Which brings me to a new theory, I wonder if the TempMate is reading correct?? The only way I could raise to the last few degrees was to set the HE to 70deg...

I will check it.


----------



## Sammus (3/10/09)

same thing happened to me Sully, I just gave up on HERMS instead of brewing  I had 6m in a 5L vessel with a 2200W element, pumping through at about 1L/min and for some reason even though the wort was the right temp exiting the HE, it just wasn't warming up the mash noticeably... biggest failed experiment ever...

I'd say f*ck HERMS, theyre bloody useless contraptions  decoctions for step mashing is the way to go.


----------



## chappo1970 (3/10/09)

Firstly your givin' up brewing over my dead lifeless stone cold body.

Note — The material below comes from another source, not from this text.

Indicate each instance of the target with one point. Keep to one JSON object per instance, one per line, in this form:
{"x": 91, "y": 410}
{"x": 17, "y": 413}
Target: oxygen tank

FULL STOP. :icon_cheers: 

Mate your set up is my set up I modelled mine from yours, in fact you helped build mine FFS! the only diff is I have 6m of coil in the HE. Ramp times I have been gettin' 1C per min so I would think you should be somewhere there maybe a little behind because of the lesser exposure of the wort to the HE bath but should be a matter of seconds not minutes.

Anyways I'm heading up 1stly to kick your white honky ass for even suggesting givin' up brewing :angry: 2ndly I had to have a massive barney with SWMBO to get a leave pass to drop your crafty stuff to ya for tomorrow (not your issue Mate you know what a stubborn arsehole i can be yeah? :super: ) and 3rdly a fresh set of eyes can spot something simple that may be astray or missed?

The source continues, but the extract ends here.